When we 1st saw Grand Beach resort down there (on tour, mainly for the freebies), the signs said Embassy Grand Beach, even though it was a SunTerra timeshare.  Now Embassy is gone & it's just Diamond Resorts Grand Beach.  

Apparently rebranding & renaming are commonplace in the timeshare biz., maybe as a way of keeping the paying customers off balance, I don't know.  

Just since we've been into timeshares (2002), Diamond has taken over & renamed SunTerra.  The Clarion Suites timeshare on Palm Parkway, not far from Grand Beach, is now Celebrity Resorts. The FairField timeshares have become Wyndham.  That necessitated changing the name of Wyndham Palms to Mystic Dunes.  

So it goes. 

-- Alan Cole, McLean (Fairfax County), Virginia, USA.​


----------



## RIMike (Feb 16, 2009)

*Bought last year after a stay at Sedona Summitt*



AwayWeGo said:


> Did you join pre-Diamond, back in the SunTerra era ?
> 
> Or did you join more recently, after Diamond bought out SunTerra ?
> 
> ...



Bought last February!!!
It has a high pressure sales tactic and I had not yet found Tug2.  If I had I would have thought through the pitch.  Before that I have only bought from clients and friends who were selling Timeshares....and got great properties at reasonable resale rates.  I have no complaints about them.
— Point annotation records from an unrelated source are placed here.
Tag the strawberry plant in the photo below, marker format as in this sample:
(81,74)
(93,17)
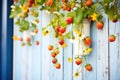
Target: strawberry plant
(65,13)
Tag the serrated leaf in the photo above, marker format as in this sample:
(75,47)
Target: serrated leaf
(23,25)
(39,2)
(43,28)
(16,11)
(34,25)
(68,35)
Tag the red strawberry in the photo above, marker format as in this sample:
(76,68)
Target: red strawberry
(28,39)
(54,60)
(99,25)
(37,43)
(115,20)
(15,1)
(53,54)
(68,8)
(58,66)
(88,2)
(62,29)
(64,6)
(61,42)
(64,0)
(60,33)
(36,31)
(69,20)
(88,67)
(57,28)
(49,2)
(31,1)
(78,61)
(88,41)
(112,38)
(50,47)
(21,39)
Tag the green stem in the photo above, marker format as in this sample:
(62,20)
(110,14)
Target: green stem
(85,59)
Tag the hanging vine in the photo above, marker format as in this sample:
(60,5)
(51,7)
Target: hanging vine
(65,13)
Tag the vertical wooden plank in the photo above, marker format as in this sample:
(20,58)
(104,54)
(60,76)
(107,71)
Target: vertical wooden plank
(75,67)
(68,53)
(92,57)
(23,63)
(114,51)
(16,57)
(60,57)
(102,52)
(37,53)
(29,62)
(45,53)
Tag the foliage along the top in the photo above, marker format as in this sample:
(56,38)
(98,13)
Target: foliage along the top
(64,13)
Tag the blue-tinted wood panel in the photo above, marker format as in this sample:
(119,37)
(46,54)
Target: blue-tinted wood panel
(34,63)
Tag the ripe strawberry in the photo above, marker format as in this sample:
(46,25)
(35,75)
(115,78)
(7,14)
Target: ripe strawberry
(31,1)
(21,39)
(65,1)
(99,25)
(28,5)
(37,42)
(49,2)
(53,54)
(57,65)
(64,6)
(60,33)
(62,29)
(15,1)
(50,47)
(37,20)
(88,41)
(61,42)
(88,67)
(69,20)
(57,28)
(56,51)
(88,2)
(90,19)
(36,31)
(68,9)
(78,61)
(112,38)
(115,20)
(54,60)
(28,39)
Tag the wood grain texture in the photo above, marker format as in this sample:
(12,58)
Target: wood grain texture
(34,63)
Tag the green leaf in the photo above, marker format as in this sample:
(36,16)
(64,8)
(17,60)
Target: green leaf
(71,14)
(34,25)
(16,11)
(68,35)
(79,17)
(43,28)
(39,2)
(23,25)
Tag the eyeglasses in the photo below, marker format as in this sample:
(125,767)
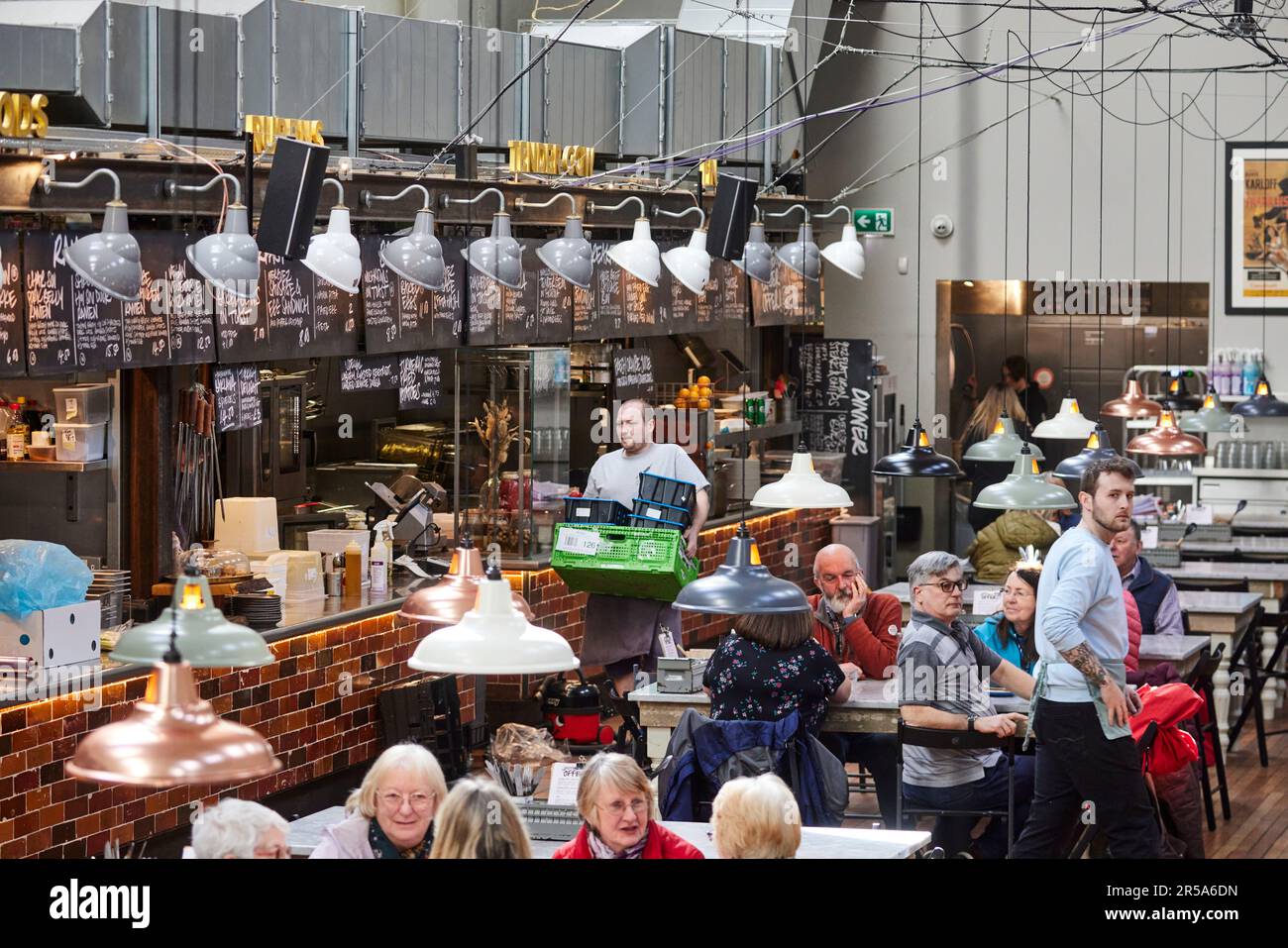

You can go back and read my Sedona Summitt review. I really enjoyed the TS and the location and got caught up in the moment.  Then when I got home I realized that I had made an impluse decision.  However, the recission time in AZ is short and by the time I got home the time had passed...if I remember correctly it is 5 days.  I went on  TS presentation on Tuesday of a seven day stay and also saw a client in Deer Valley before returning to Florida where I lived.  I asked to get out of the contract and were told that was impossible.  

That was discouraging enough, but then they took MONTHS to get me set up with II, even after I paided off the entire contract and maintience fee (which they said was required to get the II Membership).

Then when I finally made a trade using the points on a "short stay" it turned out to be as expensive as it would have been for the whole week...AND, unfortunately (though not DRI's fault) the timeshare had a terrible attitude problem and we left early (see Calypso Cay review).  

But since selling my DRI points are worthless, I might as well use them for stays at their properties.  That seems to me to be the value of them.  They do have a lot of exotic properties that hardly ever are listed on II like Hawaii, Italy, France and Ireland.  

I take this as my 8,000 dollar TS mistake...it could have been worse I could have bought MORE points.  However, I am happy that there are reports that at some of the resorts things are improving...hopefully that will spill over to customer service.


----------



## RIMike (Feb 16, 2009)

*I agree, negative posters are from those that got Burned!*



pgnewarkboy said:


> Grumbling is of course legitimate exercise in this group.  I think that the amount of grumbling in not necessarily indicative of the quality of the company.  I have noticed that most of the grumbling comes from a few posters who feel they have been burned badly by DRI - particularly at Polo Towers in LV.  They are entitled to their opinion.  Further, it seems that the "other timeshare discussion" group is a breeding ground for grumbling.  I see it basically on every timeshare company mentioned or listed in the group including Hyatt, Marriott, Hilton, etc.  Not too many posters take the time to congratulate any business for the good things they do.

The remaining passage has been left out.